Multiple anonymous questions —
[As always, please feel free to skip around]
– Hi, PJ. I need your help on something. I feel very guilty of my feelings lately. I am interested in this boy, but I feel like I’m not supposed to. Like God doesn’t want me to. I want my eyes to be fixed on Jesus, yet I am wanting to also get to know this boy as much as I do Jesus. I’m not sure what to do? Are these feelings for this boy bad?… Friends have told me to not feel guilty because God made us to have feelings and it’s what makes us human.
Hey my friend, thanks for being so honest here.
Your friends are right that feelings are human and they’re not all bad. But also: Having feelings does NOT mean you have to follow through with them.
You might feel like beating up your boss or driving through the guardrails, but thank God we don’t always do what we feel.
Instead, let’s back this up and ask some important questions.
Why do I want to be in a relationship with this boy?
What will happen if I follow through with this?
Am I even ready for anything like this?
Where are these feelings coming from? Are they based in a mature understanding of relationships or a derivative pseudo-romance from some movies I watched?
Where did I learn my idea of relationships from?
What are your motives? Are you longing for this because you’re afraid of being alone? Or dislike being single? Or because this boy is cute in the face?
See: Most people do NOT get to the bottom of their feelings. They just follow the latest, loudest emotion and run themselves into oblivion, and then repeat themselves without learning from the last season. Many of us have bought into paradigms about dating, sex, money, fame, and success without clearly thinking for ourselves.
I’m not saying you’ve done this. Actually, I believe you are smart and capable enough to reflect on these things and root out what’s right. You will discover some good motives and some messy ones; you’ll find out what’s really driving you.

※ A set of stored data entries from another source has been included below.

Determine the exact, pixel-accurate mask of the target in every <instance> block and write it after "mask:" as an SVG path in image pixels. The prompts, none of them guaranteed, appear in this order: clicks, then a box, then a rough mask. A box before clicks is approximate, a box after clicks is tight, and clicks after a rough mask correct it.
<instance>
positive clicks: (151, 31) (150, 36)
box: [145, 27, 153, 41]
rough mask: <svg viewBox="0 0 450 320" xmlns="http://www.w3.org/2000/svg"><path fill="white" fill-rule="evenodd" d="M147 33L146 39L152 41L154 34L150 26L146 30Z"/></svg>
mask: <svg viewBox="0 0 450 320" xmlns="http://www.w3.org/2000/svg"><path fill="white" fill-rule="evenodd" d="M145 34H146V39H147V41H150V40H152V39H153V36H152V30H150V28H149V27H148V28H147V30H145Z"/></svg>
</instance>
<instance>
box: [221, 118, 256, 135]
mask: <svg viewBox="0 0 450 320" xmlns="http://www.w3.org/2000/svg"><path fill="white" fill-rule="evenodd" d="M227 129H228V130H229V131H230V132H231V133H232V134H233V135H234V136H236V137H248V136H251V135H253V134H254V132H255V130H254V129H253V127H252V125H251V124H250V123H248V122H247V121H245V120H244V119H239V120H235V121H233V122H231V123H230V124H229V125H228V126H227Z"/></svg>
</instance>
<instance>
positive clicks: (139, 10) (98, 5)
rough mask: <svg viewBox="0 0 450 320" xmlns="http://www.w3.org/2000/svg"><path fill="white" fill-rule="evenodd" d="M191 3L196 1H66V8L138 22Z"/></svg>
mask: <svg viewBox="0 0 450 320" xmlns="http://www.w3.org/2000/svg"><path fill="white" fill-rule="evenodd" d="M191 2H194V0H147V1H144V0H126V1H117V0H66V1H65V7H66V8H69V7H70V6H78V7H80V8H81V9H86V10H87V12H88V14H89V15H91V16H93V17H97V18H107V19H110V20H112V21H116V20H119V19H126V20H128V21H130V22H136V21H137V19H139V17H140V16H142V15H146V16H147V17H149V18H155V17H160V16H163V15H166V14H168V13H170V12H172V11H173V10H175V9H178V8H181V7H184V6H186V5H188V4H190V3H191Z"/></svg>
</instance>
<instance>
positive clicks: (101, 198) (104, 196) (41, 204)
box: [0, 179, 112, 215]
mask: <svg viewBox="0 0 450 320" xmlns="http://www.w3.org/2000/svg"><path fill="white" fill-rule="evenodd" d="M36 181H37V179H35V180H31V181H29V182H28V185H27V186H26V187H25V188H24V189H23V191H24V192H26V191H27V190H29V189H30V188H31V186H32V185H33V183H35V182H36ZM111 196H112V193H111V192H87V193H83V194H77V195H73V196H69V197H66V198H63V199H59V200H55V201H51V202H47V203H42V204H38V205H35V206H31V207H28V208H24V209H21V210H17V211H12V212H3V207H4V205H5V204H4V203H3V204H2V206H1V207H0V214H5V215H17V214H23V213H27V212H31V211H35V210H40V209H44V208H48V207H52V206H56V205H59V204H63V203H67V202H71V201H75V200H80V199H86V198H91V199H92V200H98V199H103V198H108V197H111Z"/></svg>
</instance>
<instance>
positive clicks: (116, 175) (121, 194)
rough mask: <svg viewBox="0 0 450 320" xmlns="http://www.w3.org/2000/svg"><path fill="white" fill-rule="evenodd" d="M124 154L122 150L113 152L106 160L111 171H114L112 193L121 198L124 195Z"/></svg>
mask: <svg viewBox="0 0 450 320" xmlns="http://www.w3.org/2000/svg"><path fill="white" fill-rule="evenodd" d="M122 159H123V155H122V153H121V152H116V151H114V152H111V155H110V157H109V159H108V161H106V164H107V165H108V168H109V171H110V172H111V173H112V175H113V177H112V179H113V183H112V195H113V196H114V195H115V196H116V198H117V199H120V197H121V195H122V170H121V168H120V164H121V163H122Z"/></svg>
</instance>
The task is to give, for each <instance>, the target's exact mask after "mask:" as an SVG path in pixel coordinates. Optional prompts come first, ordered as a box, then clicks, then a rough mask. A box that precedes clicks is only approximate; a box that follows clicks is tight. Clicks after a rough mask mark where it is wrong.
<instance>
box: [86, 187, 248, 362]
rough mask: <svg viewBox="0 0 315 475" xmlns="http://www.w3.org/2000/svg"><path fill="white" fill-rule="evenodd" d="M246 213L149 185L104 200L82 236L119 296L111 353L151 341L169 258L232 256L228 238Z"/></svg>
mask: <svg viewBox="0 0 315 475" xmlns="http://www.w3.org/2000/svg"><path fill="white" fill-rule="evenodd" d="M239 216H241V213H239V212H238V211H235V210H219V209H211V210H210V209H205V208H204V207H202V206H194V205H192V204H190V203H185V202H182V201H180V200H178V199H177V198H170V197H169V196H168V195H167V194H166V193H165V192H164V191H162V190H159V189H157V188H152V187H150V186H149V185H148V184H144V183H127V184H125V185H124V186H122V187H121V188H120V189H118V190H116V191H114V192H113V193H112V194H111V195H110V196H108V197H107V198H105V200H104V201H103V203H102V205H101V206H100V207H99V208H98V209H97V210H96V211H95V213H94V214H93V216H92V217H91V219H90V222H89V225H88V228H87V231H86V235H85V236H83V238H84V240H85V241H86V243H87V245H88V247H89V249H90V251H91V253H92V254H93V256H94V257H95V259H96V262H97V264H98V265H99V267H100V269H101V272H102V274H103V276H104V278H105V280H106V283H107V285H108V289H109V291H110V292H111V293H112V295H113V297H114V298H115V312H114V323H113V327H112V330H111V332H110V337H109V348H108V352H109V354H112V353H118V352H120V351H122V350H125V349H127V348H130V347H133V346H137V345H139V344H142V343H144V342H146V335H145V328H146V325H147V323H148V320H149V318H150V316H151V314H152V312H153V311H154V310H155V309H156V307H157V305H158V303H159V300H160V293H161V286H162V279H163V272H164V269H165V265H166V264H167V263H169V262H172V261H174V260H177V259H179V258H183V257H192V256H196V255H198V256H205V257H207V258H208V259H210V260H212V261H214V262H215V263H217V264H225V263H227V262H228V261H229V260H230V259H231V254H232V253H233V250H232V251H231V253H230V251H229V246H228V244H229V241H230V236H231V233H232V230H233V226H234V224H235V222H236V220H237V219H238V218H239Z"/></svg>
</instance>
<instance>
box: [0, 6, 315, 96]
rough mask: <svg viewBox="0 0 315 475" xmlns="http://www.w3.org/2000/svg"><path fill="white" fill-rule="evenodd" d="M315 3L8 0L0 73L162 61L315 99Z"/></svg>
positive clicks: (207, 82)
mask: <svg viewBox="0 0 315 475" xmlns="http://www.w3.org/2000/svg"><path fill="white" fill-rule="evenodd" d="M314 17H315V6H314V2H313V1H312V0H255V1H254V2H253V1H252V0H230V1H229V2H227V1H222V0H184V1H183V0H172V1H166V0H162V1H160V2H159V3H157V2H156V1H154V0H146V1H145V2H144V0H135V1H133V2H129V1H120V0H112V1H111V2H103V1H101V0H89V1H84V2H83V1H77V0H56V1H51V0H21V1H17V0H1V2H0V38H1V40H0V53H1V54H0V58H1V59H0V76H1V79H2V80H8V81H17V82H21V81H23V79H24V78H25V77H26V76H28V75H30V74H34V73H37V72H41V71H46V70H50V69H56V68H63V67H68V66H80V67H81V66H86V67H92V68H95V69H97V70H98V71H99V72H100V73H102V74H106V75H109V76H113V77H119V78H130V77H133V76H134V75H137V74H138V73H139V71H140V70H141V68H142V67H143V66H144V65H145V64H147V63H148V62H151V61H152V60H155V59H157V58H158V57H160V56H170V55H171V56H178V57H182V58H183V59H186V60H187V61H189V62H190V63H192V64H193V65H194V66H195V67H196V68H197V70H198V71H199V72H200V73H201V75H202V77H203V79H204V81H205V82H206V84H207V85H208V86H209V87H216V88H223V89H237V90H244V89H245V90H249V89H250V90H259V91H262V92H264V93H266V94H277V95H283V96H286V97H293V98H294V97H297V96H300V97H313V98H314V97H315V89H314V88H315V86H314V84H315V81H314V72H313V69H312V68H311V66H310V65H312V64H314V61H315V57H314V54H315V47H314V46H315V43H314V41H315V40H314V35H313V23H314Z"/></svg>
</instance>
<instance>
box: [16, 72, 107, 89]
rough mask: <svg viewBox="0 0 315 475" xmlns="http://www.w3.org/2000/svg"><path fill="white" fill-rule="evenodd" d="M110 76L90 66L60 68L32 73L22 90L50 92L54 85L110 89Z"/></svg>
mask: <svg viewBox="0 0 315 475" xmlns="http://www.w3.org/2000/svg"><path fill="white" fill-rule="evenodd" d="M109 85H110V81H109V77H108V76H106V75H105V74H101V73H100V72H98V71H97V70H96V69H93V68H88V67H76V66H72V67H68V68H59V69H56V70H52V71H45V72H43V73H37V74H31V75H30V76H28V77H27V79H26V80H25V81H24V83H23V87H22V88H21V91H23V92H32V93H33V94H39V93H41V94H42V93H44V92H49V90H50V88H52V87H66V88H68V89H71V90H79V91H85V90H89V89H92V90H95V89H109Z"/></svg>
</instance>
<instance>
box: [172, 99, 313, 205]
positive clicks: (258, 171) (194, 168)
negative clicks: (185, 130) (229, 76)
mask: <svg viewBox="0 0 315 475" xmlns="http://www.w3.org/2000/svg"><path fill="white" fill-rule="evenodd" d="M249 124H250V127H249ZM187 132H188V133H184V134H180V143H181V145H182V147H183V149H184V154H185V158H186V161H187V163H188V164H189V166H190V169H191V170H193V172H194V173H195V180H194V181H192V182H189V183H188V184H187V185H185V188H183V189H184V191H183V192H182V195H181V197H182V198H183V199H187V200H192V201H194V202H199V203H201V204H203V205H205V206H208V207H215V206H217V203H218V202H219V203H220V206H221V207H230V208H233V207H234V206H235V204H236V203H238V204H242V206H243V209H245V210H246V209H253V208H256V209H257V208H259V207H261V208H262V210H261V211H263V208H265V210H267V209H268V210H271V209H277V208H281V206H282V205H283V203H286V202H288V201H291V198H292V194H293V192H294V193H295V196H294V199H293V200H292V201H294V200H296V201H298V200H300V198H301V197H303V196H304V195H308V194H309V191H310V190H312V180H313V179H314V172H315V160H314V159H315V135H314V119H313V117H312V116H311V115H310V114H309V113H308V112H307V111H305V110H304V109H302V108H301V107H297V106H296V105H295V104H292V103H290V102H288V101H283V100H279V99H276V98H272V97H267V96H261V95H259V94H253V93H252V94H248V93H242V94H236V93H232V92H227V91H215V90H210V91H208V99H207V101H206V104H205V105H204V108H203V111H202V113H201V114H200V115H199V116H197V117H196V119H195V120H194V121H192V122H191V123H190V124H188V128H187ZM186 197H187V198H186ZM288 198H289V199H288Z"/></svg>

But it takes that confrontation with yourself first. So please go through your heart with prayer and deep reflection, and I think the bigger you see God’s power, purpose, and presence: the more you will gain perspective.
– Hi, Pastor J! I’d like to say that I’ve been in good terms with a friend and he recently confessed his feelings for me. I told him that I felt the same way but we agreed not to go steady immediately; instead, develop our friendship first. It’s going well so far and we try our best to center God in our relationship. We go online to have Bible study every night, and comfort each other with the Word of God. Just wondering if you have any thoughts on how to make this a more fruitful relationship?